Console.WriteLine($"\tStatusCode: {e.StatusCode}");
// On error, ResponseException.StatusAttributes will include the common StatusAttributes for successful requests, as well as
// additional attributes for retry handling and diagnostics.
// These include:
// x-ms-retry-after-ms : The number of milliseconds to wait to retry the operation after an initial operation was throttled. This will be populated when
// : attribute 'x-ms-status-code' returns 429.

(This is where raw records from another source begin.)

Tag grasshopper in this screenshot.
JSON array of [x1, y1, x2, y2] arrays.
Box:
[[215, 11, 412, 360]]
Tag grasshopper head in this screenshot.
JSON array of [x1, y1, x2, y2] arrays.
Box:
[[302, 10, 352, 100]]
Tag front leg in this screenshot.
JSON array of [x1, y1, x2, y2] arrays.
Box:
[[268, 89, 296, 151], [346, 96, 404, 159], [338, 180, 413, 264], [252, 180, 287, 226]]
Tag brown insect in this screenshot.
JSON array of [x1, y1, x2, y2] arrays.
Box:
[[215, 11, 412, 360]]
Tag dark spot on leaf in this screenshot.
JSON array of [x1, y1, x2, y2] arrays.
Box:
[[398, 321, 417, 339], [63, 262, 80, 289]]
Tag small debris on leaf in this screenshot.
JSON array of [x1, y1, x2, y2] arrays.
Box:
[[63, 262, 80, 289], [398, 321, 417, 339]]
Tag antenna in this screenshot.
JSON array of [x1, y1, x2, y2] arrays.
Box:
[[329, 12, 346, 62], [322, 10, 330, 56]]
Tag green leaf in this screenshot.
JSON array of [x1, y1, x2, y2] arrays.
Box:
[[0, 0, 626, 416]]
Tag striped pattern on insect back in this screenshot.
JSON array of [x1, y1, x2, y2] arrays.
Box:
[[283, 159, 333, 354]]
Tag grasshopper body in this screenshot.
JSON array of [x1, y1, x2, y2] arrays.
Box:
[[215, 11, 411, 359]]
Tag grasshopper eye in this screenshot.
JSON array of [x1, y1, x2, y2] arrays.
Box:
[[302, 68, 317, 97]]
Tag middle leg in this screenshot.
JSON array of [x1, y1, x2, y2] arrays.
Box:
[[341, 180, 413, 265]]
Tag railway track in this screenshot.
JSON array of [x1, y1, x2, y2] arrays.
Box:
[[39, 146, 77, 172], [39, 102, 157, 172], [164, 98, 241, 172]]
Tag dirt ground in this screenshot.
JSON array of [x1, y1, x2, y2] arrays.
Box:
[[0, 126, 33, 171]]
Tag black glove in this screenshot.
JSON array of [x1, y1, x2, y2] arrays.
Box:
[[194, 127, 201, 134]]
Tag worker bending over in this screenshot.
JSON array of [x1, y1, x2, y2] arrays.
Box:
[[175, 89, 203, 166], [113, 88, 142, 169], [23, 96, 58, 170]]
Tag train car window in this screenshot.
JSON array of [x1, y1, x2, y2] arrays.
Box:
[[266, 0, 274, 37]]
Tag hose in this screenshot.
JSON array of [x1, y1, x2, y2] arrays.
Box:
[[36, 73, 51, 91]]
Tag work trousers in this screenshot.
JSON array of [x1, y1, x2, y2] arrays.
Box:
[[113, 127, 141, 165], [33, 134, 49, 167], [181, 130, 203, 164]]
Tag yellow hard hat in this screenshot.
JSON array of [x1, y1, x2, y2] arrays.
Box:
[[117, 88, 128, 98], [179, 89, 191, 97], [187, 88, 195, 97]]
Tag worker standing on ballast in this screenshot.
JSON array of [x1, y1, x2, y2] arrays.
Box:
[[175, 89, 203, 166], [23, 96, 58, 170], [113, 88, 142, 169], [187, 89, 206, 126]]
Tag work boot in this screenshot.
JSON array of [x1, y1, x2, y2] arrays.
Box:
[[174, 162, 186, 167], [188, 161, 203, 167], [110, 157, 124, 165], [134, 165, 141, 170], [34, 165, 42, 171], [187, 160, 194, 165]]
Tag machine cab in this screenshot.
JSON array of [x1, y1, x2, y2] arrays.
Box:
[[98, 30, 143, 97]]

// x-ms-activity-id : Represents a unique identifier for the operation. Commonly used for troubleshooting purposes.
PrintStatusAttributes(e.StatusAttributes);
Console.WriteLine($"\t[\"x-ms-retry-after-ms\"] : { GetValueAsString(e.StatusAttributes, "x-ms-retry-after-ms")}");
Console.WriteLine($"\t[\"x-ms-activity-id\"] : { GetValueAsString(e.StatusAttributes, "x-ms-activity-id")}");
throw;
}
}
private static void PrintStatusAttributes(IReadOnlyDictionary<string, object> attributes)
{
Console.WriteLine($"\tStatusAttributes:");
Console.WriteLine($"\t[\"x-ms-status-code\"] : { GetValueAsString(attributes, "x-ms-status-code")}");
Console.WriteLine($"\t[\"x-ms-total-request-charge\"] : { GetValueAsString(attributes, "x-ms-total-request-charge")}");
}
public static string GetValueAsString(IReadOnlyDictionary<string, object> dictionary, string key)
{
return JsonConvert.SerializeObject(GetValueOrDefault(dictionary, key));
}
public static object GetValueOrDefault(IReadOnlyDictionary<string, object> dictionary, string key)
{
if (dictionary.ContainsKey(key))
{
return dictionary[key];
}
return null;
}
}
}
// Originally from https://github.com/Azure-Samples/azure-cosmos-db-graph-gremlindotnet-getting-started/blob/master/GremlinNetSample/Program.cs
Combined with the new 400 RU minimum database level which can be shared across all containers within a database, the Cosmos DB team really are taking away all of the barriers to entry.
Thanks to Rimma Nehme & Shireesh Thota for this info!